Une de ses forces principales reste son jeu avec la langue, comme dans « MOM » :
Mom Boucher
Mom Coucher
Mom Sauver
Mom Moucher
Mom Soûler
et à propos de ce ludisme, il trace
Un autre poème
un autre mandat
les journalistes
se demandent :
c’est quoi la langue
qui te frippe ?
Ronald était mon ami et l’est toujours puisque je peux toujours lire sa poésie. Les mots peuvent durer aussi longtemps que les roches même s’ils sont plus légers, car ils peuvent être réinscrits. Alors je grille une clope et boit un ron7 jamaïcain à sa santé et j’entends une brise, un léger bruissement provoqué par le vent qui fait frétiller les feuilles de bouleaux et je me dis que ce doit être Ron qui rit et je friboule à ces surgissements récents dans lesquels résonnent toujours sa production poétique.
Texte de Jean Babineau publié dans le no 12 de la revue Ancrages Je friboule.
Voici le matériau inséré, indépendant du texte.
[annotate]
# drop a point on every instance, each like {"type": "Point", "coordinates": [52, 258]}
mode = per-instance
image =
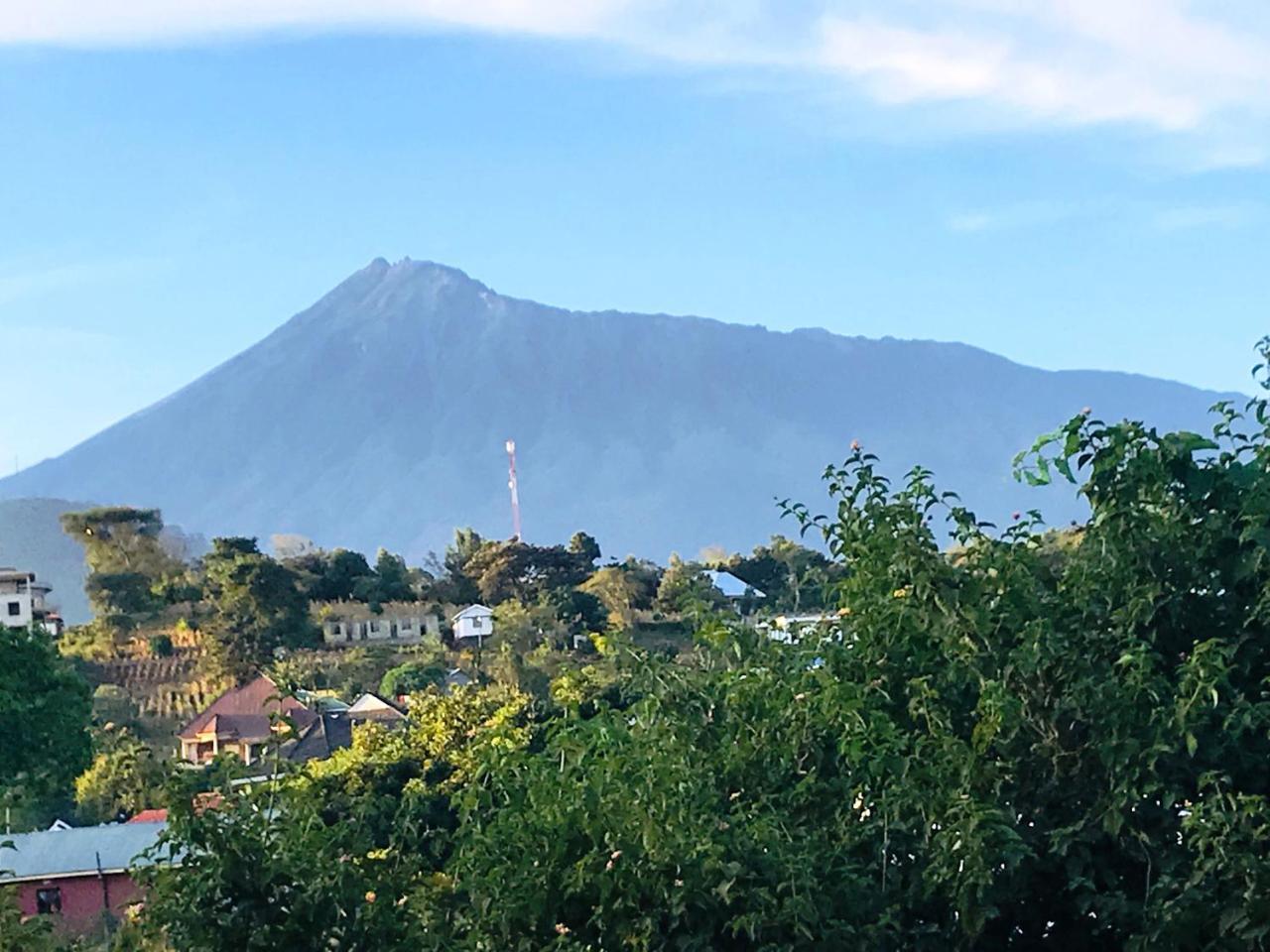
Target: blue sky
{"type": "Point", "coordinates": [1071, 182]}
Hommage à Ronald Léger.
1 Ron Léger, Roadkill à 30 kilomètres par seconde, Moncton, Perce-Neige, 2000, p. 59. Dorénavant, les références à ce recueil seront indiquées par le sigle R suivi du numéro de la page placé entre parenthèses.
2 Gérald Leblanc, L’extrême frontière. Poèmes 1972-1988, Moncton, Éditions d’Acadie, 1988, p. 161.
3 Ibid.
4 La Revue de l’Université de Moncton, « Poésie acadienne », 5e année, no 1, 1972.
5 Ronald Léger, Les poissons s’arêtent, Moncton, Perce-Neige, 2007. Dorénavant, les références à ce recueil seront indiquées par le sigle ps suivi du numéro de la page placé entre parenthèses.
6 Ronald Léger, tachyAcadie, Moncton, Perce-Neige, p. 11-12.
7 La première fois qu’il arrive à Cuba, de l’aéroport à la villégiature, il voit son nom inscrit sur des panneaux publicitaires partout, ce qui le réjouit. En espagnol, rhum s’écrit « ron ».